INDIANAPOLIS (AP) -Assistant Rob Senderoff resigned Tuesday amid a telephone recruiting scandal that already has cost Indiana one basketball scholarship and coach Kelvin Sampson a $500,000 pay raise.
The NCAA is still conducting its own investigation, which could lead to further sanctions.
“It’s a very strong message,” athletic director Rick Greenspan said of the internal investigation and report to the NCAA. “It’s been delivered by voice, by written word, by action. If you look at the self-imposed sanctions and the corrective actions, an astute person would look at these as very significant … all the way down the line.”
The report, which does not accuse Sampson of any direct NCAA violations, details more than 100 impermissible recruiting calls, most of them by Senderoff. At least 10 of them were three-way calls that Sampson had been patched into, and another eight included incoming calls that couldn’t be identified.

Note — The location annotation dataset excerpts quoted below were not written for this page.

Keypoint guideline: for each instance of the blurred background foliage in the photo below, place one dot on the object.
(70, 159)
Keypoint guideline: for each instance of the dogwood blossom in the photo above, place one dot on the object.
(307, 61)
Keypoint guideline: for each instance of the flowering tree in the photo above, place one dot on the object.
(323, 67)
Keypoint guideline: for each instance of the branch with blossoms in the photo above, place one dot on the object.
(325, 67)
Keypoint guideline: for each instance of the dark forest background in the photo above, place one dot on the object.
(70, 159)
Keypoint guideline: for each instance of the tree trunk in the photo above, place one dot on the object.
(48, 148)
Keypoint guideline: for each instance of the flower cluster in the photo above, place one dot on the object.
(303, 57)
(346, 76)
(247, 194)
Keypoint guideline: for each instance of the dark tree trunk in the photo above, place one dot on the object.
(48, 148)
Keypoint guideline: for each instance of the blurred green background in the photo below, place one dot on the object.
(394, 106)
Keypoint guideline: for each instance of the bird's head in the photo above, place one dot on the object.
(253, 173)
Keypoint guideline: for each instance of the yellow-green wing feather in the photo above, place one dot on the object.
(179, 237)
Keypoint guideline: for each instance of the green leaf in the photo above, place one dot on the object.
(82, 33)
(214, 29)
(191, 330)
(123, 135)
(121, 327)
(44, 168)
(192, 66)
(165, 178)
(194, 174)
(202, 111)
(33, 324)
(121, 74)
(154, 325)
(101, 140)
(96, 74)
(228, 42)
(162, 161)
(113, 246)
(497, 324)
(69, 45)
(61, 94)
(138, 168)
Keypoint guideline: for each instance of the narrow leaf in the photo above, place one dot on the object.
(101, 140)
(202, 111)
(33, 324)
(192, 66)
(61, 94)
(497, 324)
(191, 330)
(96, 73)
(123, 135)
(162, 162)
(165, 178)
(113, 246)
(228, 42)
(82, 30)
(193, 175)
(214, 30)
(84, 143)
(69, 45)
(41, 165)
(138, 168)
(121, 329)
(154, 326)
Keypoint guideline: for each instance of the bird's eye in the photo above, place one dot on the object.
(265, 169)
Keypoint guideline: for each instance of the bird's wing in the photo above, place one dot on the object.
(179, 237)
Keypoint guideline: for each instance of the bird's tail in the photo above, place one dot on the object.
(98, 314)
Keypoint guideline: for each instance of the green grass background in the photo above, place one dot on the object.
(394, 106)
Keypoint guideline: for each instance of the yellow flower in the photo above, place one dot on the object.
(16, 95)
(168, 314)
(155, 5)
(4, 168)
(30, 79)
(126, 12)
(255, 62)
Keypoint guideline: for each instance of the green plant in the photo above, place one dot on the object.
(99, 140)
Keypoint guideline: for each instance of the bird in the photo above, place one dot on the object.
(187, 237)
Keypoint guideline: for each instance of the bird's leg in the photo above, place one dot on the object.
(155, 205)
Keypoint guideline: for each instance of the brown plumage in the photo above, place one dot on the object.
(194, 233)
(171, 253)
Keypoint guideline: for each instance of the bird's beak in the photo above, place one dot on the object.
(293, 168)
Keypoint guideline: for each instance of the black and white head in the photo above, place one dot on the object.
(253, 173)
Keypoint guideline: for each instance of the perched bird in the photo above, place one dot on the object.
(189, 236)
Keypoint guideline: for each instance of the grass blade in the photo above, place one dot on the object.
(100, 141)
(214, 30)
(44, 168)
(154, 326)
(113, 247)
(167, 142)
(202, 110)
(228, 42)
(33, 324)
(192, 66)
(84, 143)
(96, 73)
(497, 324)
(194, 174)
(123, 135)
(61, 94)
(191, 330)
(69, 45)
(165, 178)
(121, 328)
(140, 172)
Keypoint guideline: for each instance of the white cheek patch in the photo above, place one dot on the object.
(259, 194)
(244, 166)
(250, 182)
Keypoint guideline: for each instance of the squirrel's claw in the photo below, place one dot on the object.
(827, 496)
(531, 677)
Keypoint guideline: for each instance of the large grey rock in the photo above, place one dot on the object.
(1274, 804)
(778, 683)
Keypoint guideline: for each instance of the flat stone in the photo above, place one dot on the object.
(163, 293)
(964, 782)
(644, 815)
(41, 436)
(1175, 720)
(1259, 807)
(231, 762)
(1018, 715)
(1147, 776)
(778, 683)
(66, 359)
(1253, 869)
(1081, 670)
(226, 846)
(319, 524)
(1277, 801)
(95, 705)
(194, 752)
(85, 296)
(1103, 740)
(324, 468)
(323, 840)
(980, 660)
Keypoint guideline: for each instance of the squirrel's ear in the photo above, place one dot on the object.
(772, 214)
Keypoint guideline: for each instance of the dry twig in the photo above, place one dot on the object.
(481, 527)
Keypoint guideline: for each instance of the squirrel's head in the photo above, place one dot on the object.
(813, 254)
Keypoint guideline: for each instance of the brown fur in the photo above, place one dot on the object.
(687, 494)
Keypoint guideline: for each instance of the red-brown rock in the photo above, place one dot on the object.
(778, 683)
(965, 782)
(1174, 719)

Greenspan wouldn’t speculate what action the NCAA would take or the timetable for reaching a decision. He said Dan Dakich, a former Indiana player and assistant coach and former head coach at Bowling Green, would likely take Senderoff’s spot on Sampson’s staff.
Dakich was hired as IU director of basketball operations in June and would be subject to the same restrictions the university imposed on Senderoff, Greenspan said.
Senderoff, a former assistant at Kent State, was hired by Sampson in May 2006, the same month the NCAA sanctioned Sampson for making 577 impermissible phone calls between 2000-2004 while he was coach at Oklahoma. Sampson was barred from calling recruits or making off-campus recruiting trips for one year, but on Oct. 14, less than five months after those sanctions expired, Indiana announced its compliance office had discovered the new violations that occurred while the original sanctions were still in effect.
“It’s important to keep this in perspective,” Greenspan said. “The total number of calls at issue is a fraction of 1 percent of the total number of recruiting calls made each year by the men’s basketball staff. We take this matter very seriously and demand full compliance with the rules.
“We believe these sanctions more than compensate for the extra calls.”
Three-way calls with recruits normally are permitted under NCAA rules but were banned as part of the previous sanctions.
As a result of the internal investigation, Indiana gave up one basketball scholarship in 2008-09 and Sampson, starting his second season with the Hoosiers, voluntarily forfeited his scheduled pay raise.
Under the university’s sanctions, Sampson would be restricted to four off-campus recruiting days during the fall 2007 contact period and no more than 10 additional off-campus recruiting days through July 31, 2008.